Sri Ramana Maharshi, 1949.Credit – Eliot Elisofon/Time & Life Pictures — Getty Images

These days, the jungle surrounding the ashram has given way to semi-urban sprawl. On a recent visit, the place was humming with quiet activity, as Indians and Westerners alike ambled in and out to chant, meditate, pray before the tomb of Sri Ramana, who died in 1950, or just to chat or nap in the courtyard. About 20 percent of the boarders in the roughly 100 double rooms are foreigners, and still more are “upcountry people” from north India, said V. S. Mani, a grandnephew of Sri Ramana and a trustee of the ashram. (There are also several Facebook pages devoted to the guru, with thousands of friends.) Meals are served in a communal dining hall, where Tamil curries are eaten off a banana leaf on the floor, with your hands.

John Maynard, the ashram’s English archivist and a devotee since the 1970s, said he liked the simplicity of the Sri Ramana ashram. “They are not asking people to donate any money or do volunteer work,” he told me. “They’re not trying to sell you something or enhance your sex life, as some gurus would.”

Though the Sri Ramana ashram has a reputation for solemnity, Tiruvannamalai — home to one of the biggest Hindu temples in South India as well as the sacred mountain Arunachala — is something of a tourist trap for seekers who reckon they can find some kind of guru there, said David Godman, the author of several books on Sri Ramana, who lives near the ashram.
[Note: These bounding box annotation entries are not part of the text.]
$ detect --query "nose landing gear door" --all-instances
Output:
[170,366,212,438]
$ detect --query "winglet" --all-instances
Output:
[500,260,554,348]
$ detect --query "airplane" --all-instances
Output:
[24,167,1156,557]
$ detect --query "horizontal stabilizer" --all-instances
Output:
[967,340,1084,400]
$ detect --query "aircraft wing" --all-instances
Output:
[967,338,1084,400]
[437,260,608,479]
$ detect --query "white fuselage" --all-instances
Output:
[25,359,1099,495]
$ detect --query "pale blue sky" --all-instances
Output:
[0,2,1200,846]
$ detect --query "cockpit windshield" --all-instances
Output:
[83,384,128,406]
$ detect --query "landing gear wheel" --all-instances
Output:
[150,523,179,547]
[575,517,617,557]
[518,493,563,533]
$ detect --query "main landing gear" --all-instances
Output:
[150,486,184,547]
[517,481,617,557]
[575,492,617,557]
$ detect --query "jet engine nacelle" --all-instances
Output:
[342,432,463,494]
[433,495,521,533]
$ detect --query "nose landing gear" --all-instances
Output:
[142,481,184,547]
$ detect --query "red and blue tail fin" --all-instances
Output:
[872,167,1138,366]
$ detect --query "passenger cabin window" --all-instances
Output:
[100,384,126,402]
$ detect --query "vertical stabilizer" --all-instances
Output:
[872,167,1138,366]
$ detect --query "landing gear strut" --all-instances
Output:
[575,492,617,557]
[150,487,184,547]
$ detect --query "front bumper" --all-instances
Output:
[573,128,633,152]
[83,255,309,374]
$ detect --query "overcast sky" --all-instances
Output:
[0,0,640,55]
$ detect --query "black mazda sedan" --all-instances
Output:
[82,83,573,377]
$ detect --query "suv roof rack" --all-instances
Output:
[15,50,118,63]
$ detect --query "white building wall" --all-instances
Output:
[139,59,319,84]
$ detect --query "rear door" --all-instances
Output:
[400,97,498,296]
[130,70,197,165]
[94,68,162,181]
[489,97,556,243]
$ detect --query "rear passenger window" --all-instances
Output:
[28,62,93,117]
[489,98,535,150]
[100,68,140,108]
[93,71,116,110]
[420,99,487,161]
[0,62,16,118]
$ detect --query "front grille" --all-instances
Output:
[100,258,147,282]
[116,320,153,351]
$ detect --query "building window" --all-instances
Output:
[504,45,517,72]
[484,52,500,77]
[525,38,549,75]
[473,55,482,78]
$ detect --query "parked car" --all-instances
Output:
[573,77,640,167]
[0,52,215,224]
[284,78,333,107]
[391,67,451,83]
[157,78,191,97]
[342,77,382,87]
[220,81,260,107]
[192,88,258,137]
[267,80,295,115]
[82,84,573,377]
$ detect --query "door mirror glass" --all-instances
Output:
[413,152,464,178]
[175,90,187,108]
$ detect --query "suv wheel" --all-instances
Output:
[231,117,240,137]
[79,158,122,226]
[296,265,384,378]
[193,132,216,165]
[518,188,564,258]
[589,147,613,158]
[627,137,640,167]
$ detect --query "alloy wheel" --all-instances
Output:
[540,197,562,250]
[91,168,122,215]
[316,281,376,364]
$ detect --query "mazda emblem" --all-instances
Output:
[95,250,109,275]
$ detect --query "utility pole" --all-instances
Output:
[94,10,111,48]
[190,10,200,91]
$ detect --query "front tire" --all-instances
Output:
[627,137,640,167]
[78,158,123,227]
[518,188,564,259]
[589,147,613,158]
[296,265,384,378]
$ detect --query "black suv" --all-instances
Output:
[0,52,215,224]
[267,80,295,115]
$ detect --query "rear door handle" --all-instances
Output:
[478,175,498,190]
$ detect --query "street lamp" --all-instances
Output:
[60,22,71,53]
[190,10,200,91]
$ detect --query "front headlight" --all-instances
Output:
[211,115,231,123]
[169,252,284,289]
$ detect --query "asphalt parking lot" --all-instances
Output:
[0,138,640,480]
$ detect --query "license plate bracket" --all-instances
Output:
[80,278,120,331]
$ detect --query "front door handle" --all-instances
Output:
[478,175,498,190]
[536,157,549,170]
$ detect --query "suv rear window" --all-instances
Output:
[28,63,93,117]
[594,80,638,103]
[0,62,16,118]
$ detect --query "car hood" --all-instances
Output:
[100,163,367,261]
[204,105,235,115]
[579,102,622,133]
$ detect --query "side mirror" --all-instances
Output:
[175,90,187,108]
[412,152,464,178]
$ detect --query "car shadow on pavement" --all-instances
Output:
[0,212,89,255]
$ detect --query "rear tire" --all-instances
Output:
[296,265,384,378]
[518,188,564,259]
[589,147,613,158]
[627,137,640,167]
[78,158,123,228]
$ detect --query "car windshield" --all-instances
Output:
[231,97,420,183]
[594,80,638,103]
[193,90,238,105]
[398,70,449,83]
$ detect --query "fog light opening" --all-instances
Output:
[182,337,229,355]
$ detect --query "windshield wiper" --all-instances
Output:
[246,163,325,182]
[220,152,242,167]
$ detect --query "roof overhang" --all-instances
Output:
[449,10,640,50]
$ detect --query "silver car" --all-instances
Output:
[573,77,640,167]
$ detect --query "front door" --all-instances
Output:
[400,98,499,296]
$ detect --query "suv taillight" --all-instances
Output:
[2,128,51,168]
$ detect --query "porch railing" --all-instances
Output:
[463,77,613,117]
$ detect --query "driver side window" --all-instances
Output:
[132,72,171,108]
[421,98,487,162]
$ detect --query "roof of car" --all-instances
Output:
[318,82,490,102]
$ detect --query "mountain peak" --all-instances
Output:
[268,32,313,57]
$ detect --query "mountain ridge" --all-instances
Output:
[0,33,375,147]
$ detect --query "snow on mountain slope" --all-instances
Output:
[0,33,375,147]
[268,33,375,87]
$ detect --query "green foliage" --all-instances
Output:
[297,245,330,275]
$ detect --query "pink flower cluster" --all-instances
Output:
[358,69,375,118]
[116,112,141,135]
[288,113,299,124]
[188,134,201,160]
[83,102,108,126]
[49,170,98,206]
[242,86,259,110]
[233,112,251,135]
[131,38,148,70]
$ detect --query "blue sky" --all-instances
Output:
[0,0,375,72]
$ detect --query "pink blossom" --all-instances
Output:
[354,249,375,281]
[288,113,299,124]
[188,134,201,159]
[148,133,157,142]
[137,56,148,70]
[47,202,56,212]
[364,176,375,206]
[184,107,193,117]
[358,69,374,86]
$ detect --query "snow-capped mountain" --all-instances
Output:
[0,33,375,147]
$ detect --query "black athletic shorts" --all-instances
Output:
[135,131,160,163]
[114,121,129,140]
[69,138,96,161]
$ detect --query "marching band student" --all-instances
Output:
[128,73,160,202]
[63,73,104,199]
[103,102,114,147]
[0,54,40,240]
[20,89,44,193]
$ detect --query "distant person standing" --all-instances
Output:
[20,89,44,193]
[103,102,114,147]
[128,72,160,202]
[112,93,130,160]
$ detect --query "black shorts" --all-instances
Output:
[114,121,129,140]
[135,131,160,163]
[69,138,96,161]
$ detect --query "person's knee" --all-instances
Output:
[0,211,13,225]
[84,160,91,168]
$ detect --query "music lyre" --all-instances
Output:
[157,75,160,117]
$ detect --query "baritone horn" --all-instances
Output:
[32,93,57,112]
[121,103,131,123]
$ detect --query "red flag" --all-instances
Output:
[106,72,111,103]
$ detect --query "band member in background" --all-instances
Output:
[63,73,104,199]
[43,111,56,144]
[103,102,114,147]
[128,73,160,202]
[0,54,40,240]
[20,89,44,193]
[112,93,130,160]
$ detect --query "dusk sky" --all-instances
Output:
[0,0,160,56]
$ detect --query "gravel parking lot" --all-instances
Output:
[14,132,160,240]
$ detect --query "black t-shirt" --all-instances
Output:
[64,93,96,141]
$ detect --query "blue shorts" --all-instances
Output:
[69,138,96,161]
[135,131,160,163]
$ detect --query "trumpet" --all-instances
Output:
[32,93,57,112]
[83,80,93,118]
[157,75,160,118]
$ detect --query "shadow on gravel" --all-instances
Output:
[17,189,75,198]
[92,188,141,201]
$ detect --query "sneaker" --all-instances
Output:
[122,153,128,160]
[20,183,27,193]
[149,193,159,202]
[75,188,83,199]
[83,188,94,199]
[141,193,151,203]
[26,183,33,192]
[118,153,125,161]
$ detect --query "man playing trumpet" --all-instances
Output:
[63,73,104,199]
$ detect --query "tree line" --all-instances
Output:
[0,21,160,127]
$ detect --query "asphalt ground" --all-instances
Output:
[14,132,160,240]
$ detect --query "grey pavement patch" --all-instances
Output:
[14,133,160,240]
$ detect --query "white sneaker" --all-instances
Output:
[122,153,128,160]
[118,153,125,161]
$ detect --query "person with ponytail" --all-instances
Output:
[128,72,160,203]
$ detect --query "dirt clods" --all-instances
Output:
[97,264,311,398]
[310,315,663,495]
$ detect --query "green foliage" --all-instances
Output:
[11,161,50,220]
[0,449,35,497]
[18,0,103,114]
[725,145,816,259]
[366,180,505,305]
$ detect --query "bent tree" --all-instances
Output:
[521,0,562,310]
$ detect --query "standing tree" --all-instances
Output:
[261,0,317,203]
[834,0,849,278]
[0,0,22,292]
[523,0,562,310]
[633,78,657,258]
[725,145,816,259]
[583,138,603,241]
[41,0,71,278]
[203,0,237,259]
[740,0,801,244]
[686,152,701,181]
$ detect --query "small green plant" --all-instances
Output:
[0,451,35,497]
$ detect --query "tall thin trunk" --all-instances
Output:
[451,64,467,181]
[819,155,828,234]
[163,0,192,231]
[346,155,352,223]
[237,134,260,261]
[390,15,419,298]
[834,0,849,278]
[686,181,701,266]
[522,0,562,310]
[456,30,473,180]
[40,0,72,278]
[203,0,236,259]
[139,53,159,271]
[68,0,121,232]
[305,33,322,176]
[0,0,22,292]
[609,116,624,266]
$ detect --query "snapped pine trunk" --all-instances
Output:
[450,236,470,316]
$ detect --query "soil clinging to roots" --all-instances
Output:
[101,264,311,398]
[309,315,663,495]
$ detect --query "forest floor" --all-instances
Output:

Nor is Sri Ramana’s the only ashram in town. There are several of varying credibility, said Godman, some headed by charlatans or “poster gurus,” whose faces are plastered everywhere.

At Sri Ramana’s ashram, Maugham is long since forgotten. There is no landmark to commemorate his visit nor is “The Razor’s Edge” sold in the well-stocked bookstore. The store does carry “A Search in Secret India” (1934), the Englishman Paul Brunton’s account of his search for a guru, which did far more to establish Sri Ramana’s reputation in the West, according to Godman. (Brunton himself later became the subject of Jeffrey Moussaieff Masson’s disenchanted 1993 memoir “My Father’s Guru.”) Back then, “only people in the know could have identified Maugham’s fictional guru as Sri Ramana,” Godman said.

But Maugham remained a beloved figure in India even as his reputation in the West began to suffer. “Maugham was read with somewhat surprising affection and attention about a generation ago by people who liked what they felt was his ‘cosmopolitan’ rather than specifically ‘British’ point of view,” Christel Devadawson, who teaches English at the University of Delhi, said in an e-mail message. Her colleague Harish Trivedi remembers reading a “fairly frothy” Maugham story called “The Luncheon.” “I recall our teacher bluffing his way through the word ‘asparagus,’ for neither he nor we had ever eaten or even seen it,” he said via e-mail.

At the ashram, the only person I met with vivid memories of “The Razor’s Edge” was K. V. Subrahmon, 77, a devotee from Tamil Nadu who said he had come there recently “to leave my body.” Bare-chested and wearing a dhoti, with long white hair and a beard, Subrahmon looked as though he stepped off the set of the 1946 film version starring Tyrone Power and Gene Tierney. He said he had been a Gandhian and “a bit of a Christian,” before becoming a devotee of Sri Ramana. At university, when reading Maugham was de rigueur, he developed a reputation as an idealist and a seeker. “Everyone used to call me ‘Larry’ in those days,” he said.

Subrahmon said the novel’s bits on Hinduism were “very well written for a layman, especially a Westerner.” But in the end, the earthier and more universal parts of the story endured for him. “Larry should not have left Isabel in suspense,” he told me. “I thought he should get in or get out. One shouldn’t take a girl’s love and emotions for granted.”

David Shaftel has written about books for The New York Times and The Financial Times.